As licensees, I assume that only section 2 is relevant to us; I don't 
believe Debian distributes verbatim copies of glibc (or verbatim copies 
of much of anything, really), but rather modified copies.  Section 1 of 
the GPL is identical to section 1 of the LGPL in any case, so I don't 
believe this is an obstacle.

However, section 2 of the GPL imposes a different set of restrictions 
than the LGPL does, and this is the problem.  If the GPL requires us to
distribute glibc under the terms of section 2 of the GPL, then we are no
longer distributing it under the terms of the LGPL, and cannot do so;
for the LGPL says:

   3. You may opt to apply the terms of the ordinary GNU General Public
 License instead of this License to a given copy of the Library.  To do
 this, you must alter all the notices that refer to this License, so
 that they refer to the ordinary GNU General Public License, version 2,
 instead of to this License.  (If a newer version than version 2 of the
 ordinary GNU General Public License has appeared, then you can specify
 that version instead if you wish.)  Do not make any other change in
 these notices.

   Once this change is made in a given copy, it is irreversible for
 that copy, so the ordinary GNU General Public License applies to all
 subsequent copies and derivative works made from that copy.

In other words, we can distribute glibc under the terms of the GPL, with 
the different set of restrictions that entails; but doing so means we 
can no longer distribute it under the LGPL (short of distributing two 
parallel copies). It's a one-way trap.
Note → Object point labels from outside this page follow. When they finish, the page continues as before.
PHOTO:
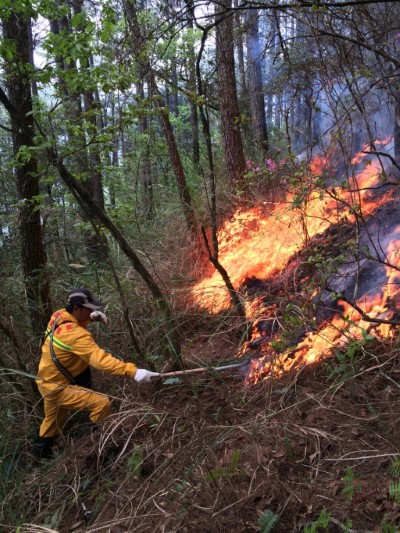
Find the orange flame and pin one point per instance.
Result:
(257, 242)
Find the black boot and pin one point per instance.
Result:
(42, 447)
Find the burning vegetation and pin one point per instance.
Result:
(343, 237)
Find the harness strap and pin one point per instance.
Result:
(60, 367)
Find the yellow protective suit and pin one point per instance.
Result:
(76, 350)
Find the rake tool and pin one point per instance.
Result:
(178, 373)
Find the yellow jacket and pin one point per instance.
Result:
(75, 349)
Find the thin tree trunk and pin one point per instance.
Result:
(139, 45)
(230, 116)
(19, 103)
(256, 93)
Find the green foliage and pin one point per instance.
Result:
(267, 521)
(394, 490)
(395, 466)
(321, 523)
(351, 485)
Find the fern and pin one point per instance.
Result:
(322, 522)
(267, 521)
(395, 467)
(394, 490)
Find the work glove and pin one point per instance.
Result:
(98, 316)
(144, 376)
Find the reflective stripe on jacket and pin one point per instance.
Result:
(75, 349)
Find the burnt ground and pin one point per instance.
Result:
(211, 452)
(215, 454)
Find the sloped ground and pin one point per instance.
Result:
(211, 455)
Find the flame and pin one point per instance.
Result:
(258, 242)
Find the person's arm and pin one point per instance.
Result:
(86, 348)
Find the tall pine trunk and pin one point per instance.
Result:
(16, 30)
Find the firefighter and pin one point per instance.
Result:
(68, 353)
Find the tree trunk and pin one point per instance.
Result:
(230, 116)
(172, 344)
(256, 93)
(139, 45)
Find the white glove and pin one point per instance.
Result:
(144, 376)
(98, 316)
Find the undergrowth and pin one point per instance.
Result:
(292, 454)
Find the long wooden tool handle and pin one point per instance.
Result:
(182, 372)
(201, 369)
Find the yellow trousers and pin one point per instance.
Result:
(58, 401)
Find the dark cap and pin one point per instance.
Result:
(83, 297)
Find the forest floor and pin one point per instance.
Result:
(312, 448)
(216, 454)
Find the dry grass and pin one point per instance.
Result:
(208, 455)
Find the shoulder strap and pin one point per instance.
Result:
(60, 324)
(60, 367)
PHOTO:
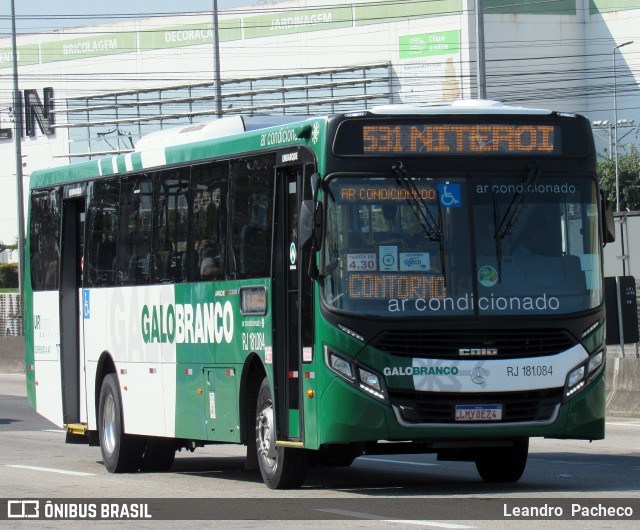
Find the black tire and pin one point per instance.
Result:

If we're distributing glibc under
the GPL and not under the LGPL, then we can't distribute binaries linked
against glibc if their licenses are not GPL-compatible.

I had always been under the impression that Linux distributors were 
making use of the "normally distributed with the major components of the 
operating system" exemption.  It comes as a bit of a surprise to me that 
people think we can link GPL programs against non-GPL libraries and 
distribute the composite without either making use of this exemption, or 
distributing the libraries under the GPL.  Corrections to my layman's 
understanding of these licenses would be greatly appreciated.